CSMD1 Mutations Are Associated with Increased Mutational Burden, Favorable Prognosis, and Anti-Tumor Immunity in Gastric Cancer

Genes 2021, 12(11), 1715; https://doi.org/10.3390/genes12111715
by Taobi Huang 1,2,3, Yuan Liang 1,2,3, Huiyun Zhang 1,2,3, Xia Chen 1,2,3, Hui Wei 1,2,3, Weiming Sun 4 and Yuping Wang 2,3,*
Reviewer 1: Anonymous
Reviewer 2: Anonymous
Reviewer 3: Anonymous
Genes 2021, 12(11), 1715; https://doi.org/10.3390/genes12111715
Submission received: 14 October 2021 / Revised: 24 October 2021 / Accepted: 26 October 2021 / Published: 28 October 2021
(This article belongs to the Section Molecular Genetics and Genomics)

Round 1

Reviewer 1 Report

Huang et al. investigated the association between CSMD1 mutations and mutational burden in gastric cancer and their potential utility as predictors of therapeutic efficacy of immunotherapy. The authors mined publicly available datasets of gastric cancer on TCGA and ICGC databases to identify the most commonly mutated genes. Of these, they focused their analysis on CSMD1 mutations that correlated with a better prognosis in gastric cancer. They found that CSMD1-mutated gastric cancer samples displayed enrichment of immune signaling pathways. Overall, the paper provides a correlative analysis of CSMD1 mutations and the associated genetic and prognostic changes in gastric cancer. I believe the paper would benefit from these comments:

Major comments

  1. The title does not reflect the findings of the study. The paper did not analyze the correlation between CSMD1 mutations and response to PD-1/PD-L1 immune checkpoint inhibitors, and the analysis was confined to the prognosis regardless of the therapeutic modality. Further analysis will be needed to confirm that these mutations could serve as predictors of response. Thus, I suggest changing the title to:

CSMD1 mutations are associated with increased mutational burden, favorable prognosis, and enrichment of immune signaling pathways in gastric cancer”

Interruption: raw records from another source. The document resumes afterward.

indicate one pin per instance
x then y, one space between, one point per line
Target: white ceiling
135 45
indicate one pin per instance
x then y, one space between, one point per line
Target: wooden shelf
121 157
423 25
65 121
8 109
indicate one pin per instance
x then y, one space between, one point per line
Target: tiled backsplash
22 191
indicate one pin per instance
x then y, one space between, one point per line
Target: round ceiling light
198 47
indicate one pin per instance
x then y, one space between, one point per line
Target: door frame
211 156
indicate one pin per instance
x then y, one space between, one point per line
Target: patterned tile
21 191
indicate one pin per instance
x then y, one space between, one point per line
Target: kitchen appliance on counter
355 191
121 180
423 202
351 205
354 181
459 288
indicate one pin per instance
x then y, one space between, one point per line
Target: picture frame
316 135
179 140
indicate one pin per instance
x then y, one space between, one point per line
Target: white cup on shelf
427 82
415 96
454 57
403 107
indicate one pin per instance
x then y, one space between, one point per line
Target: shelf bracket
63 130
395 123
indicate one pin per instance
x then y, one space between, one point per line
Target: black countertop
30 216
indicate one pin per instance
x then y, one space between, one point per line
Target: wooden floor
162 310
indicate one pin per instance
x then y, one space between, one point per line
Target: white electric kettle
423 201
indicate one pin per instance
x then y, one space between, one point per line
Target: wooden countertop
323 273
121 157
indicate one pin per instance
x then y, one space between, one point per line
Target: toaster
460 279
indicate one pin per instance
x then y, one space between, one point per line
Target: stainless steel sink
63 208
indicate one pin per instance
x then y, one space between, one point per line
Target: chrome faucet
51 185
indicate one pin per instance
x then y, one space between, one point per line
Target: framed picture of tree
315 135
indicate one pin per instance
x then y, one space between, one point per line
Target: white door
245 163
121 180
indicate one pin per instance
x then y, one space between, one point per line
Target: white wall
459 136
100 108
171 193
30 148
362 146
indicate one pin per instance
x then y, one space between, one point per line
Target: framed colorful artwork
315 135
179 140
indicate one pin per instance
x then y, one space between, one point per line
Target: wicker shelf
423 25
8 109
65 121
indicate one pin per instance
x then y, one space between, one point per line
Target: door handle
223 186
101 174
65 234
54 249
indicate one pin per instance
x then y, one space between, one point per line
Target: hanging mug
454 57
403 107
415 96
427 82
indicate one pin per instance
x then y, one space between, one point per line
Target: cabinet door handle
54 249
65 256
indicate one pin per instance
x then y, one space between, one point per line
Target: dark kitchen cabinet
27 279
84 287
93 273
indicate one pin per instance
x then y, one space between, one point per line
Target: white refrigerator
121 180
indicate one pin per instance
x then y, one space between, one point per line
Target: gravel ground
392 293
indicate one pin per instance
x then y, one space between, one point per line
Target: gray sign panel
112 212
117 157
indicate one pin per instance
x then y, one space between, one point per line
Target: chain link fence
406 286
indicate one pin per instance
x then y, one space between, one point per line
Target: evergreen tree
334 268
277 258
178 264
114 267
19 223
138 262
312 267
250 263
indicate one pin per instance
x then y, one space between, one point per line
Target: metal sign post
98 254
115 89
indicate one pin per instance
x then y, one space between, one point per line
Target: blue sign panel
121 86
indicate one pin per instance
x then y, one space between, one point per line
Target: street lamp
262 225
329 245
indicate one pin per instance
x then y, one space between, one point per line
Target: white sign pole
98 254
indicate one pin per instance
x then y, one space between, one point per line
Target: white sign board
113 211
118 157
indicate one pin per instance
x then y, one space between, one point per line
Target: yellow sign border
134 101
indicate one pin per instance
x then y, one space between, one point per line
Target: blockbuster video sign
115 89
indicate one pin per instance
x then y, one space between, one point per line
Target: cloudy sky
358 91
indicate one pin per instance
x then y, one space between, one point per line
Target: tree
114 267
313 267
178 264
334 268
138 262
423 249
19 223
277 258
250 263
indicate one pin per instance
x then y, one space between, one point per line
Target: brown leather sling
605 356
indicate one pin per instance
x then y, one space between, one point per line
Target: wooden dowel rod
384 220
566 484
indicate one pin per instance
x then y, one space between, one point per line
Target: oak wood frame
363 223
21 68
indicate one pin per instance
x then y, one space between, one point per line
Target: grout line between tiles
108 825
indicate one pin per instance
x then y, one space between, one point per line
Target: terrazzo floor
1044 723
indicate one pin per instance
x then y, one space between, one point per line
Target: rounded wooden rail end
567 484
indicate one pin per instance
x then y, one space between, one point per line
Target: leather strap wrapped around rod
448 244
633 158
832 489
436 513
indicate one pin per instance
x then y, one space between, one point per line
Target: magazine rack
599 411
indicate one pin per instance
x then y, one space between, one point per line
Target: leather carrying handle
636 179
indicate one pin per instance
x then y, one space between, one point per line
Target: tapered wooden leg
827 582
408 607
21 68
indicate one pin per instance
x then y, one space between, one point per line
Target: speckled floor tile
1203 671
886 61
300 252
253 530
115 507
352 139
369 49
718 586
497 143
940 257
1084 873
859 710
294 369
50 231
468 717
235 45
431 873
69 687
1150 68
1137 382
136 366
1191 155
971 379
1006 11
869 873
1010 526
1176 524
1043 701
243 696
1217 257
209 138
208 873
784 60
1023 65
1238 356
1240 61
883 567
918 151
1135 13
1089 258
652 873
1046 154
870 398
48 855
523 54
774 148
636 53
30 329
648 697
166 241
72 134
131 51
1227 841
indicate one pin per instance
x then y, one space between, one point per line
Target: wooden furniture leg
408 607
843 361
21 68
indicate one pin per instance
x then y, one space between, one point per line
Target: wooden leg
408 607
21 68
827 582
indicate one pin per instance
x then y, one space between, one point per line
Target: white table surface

  1. The abstract needs significant changes: I would suggest removing “R software”, “TIMER2.0” and “CBioportal” and focusing on common terminology of methodological approaches such as GSEA. These technicalities can be detailed in the methods. The phrase “The genetic map showed that 22 the loss of chromosome 4, 5q, 8p and 9p in CSMD1-mut samples decreased but the gain increased” is not very clear, and perhaps rephrasing is needed for clarity.
  2. I would suggest avoiding the terms “American and Chinese samples” in the abstract and throughout the manuscript. Samples in TCGA and ICGC databases are not necessarily American or Chinese. Thus, “samples from TCGA and ICGC databases” is more appropriate. For example Line 85: American gastric cancer; Line 88: Chinese gastric cancer; Line 144: American cohort; Line 155: Chinese and American cohorts; Also Line 266.
  3. I would suggest adding the statistical tests employed to all figure legends
  4. In Figure 1C, 70% (21/30) of mutations were not shared between gastric cancer samples from TCGA and ICGC databases, which is a large percentage. The authors need to comment on this disparity between data on the same malignancy from the 2 databases.
  5. The authors analyzed the correlation between CSMD1 mutations and prognosis (assessed by survival) not the therapeutic response to immune checkpoint inhibitors. I would suggest the authors make it more clear throughout the manuscript to avoid confusion.
  6. In lines 285-287 “Interestingly, our analysis results show that the 284 prognosis of CSMD1-mut samples is better than that of wild samples. One possible explanation for this result is that CSMD1-mut has a positive effect on the prognosis of patients 286 with gastric cancer”. This explanation is quite redundant and does not add much. A better explanation is needed.

Minor comments:

  1. Several typos need to be changed: e.g. Line 36: “deaths cases”: delete cases; Line 58: driver genes; Line 194, “the loss of chromosome 8p, 4q, 9p, 5p, 4p reduced in CSMD1-mut samples”. “Signal pathways” need to be changed to “signaling pathways” throughout the manuscript
  2. CSMD1 and other gene mutations (e.g. TP53) need to be italicized throughout the manuscript
  3. “Wild” needs to be changed to “wild-type” throughout the manuscript.
  4. Line 198: POLE needs to be spelled out in Section 3.4 and legend of Fig. 3. The rationale of investigating POLE is needed in Section 3.4
  5. In line 324, “finding the rules of somatic mutations in gastric cancer” is not very clear.

Author Response

Dear reviewer 1,

    Thank you for commenting on my paper. Here is my reply. Please see the attachment.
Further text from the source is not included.